The above-described toner is prepared usually by melt-mixing a hot-melt resin, a pigment, and an additive such as a charge control agent according to circumstances, and grinding and pulverizing the resulting melt-mixed product. A latent image in the electrophotographic method exhibits considerably high resolution as compared with the pulverized toner, and sufficient resolution can be expected in comparison with that of the screen printing, or that of an ink ribbon in a thermal transfer system.
With respect to a color image, four primary colors of cyan, magenta, yellow, and black are used in color toners, and when these toners are mixed, colors can be theoretically reproduced as in the case of printing. Besides, a toner resin can be incorporated comparatively freely with pigments in the toners, so that an image masking property by the toners can be increased easily.
The base material (core) which is most frequently used for a variety of dummy cans or the like at present is a polycarbonate sheet. The reason of which is in that polycarbonate sheet is excellent in printing characteristics and also in forming process suitability (convexoconcave processing). However, when such polycarbonate sheet applied to electrophotography without any modification, a toner being an image forming material cannot be sufficiently transferred thereto, and it results in poor image quality, because the sheet surface of polycarbonate is insulative.
Since a polycarbonate sheet is an insulative material, static electricity generates easily, so that there is a case where it scatters a toner image to deteriorate its image quality, or a case where it adsorbs dust. Besides, since a friction coefficient between sheets is too high, there is such a problem that sheets stick with each other, and it results in poor sheet conveyorability. As a result, sheets are conveyed in an overlapped state in an electronograph.
When it is intended in an electronograph to print out images on a resin sheet as used in forming process which softens comparatively at a low temperature, a surface tack appears in a fixing step, because a fixing temperature is higher than a softening temperature of a film, and thus, there is a problem of occurrence of enwinding jam in a fixing device.
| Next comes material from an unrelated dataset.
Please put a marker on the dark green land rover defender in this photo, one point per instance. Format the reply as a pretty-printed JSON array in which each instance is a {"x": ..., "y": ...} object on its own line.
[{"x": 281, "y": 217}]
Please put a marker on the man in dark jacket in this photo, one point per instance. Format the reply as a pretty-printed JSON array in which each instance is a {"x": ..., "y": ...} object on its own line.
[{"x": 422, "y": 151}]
In addition, there is a case where image forming materials are offset in the fixing device.
Hence, it brings about troubles of a transfer of such image forming materials to a film surface, so that the equal resolution to that of thermal transfer system cannot be obtained.
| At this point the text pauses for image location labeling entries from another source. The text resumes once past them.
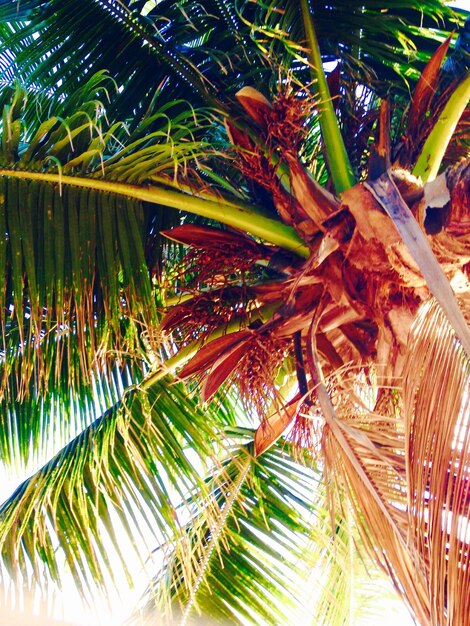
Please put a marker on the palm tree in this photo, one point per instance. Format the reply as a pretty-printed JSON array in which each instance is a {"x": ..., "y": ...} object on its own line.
[{"x": 323, "y": 304}]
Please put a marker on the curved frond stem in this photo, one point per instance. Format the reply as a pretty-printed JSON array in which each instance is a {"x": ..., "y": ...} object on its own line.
[
  {"x": 434, "y": 149},
  {"x": 386, "y": 193},
  {"x": 236, "y": 215},
  {"x": 215, "y": 531},
  {"x": 337, "y": 157}
]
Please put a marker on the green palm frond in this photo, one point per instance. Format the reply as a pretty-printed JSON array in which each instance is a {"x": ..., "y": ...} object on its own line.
[
  {"x": 244, "y": 562},
  {"x": 131, "y": 464}
]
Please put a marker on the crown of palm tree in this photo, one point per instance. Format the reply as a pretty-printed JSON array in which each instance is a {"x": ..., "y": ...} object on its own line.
[{"x": 344, "y": 207}]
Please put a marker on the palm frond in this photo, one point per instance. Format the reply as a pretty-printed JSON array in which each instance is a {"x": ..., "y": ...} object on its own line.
[
  {"x": 245, "y": 562},
  {"x": 131, "y": 467},
  {"x": 437, "y": 408}
]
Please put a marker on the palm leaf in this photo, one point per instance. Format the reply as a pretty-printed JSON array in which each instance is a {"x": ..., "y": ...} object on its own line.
[{"x": 130, "y": 465}]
An example of a plastic sheet which has been heretofore used for sheet forming technique includes rigid or flexible polyvinyl chloride (PVC) sheets, polypropylene (PP) sheets, polystyrene (PS) sheets, ABS sheets, and polycarbonate (PC) sheets.
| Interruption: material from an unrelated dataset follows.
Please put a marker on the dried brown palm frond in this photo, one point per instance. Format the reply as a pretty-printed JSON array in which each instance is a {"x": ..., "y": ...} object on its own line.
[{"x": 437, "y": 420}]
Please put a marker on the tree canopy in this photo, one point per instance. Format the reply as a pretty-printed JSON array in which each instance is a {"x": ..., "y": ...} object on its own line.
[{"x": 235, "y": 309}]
Among others, an inexpensive rigid PVC sheet having excellent transparency has been generalized, however, an amorphous polyethylene terephthalate (A-PET) sheet which does not contain any chlorine atom, thus it is excellent in non-toxicity, transparency, and surface gross, has been recently watched as a thermoformable sheet. Such highly transparent A-PET sheet is obtained by cooling quickly and forcibly polyethylene terephthalate to be an amorphous state by means of cooling rolls at the time of extruding a sheet. The A-PET sheet is excellent in thermoforming and transparent, so that a fair container can be formed. However, crystallization begins to proceed at a sheet temperature of from around 100° C. onward in case of formation, at the same time; there is a defect of whitening.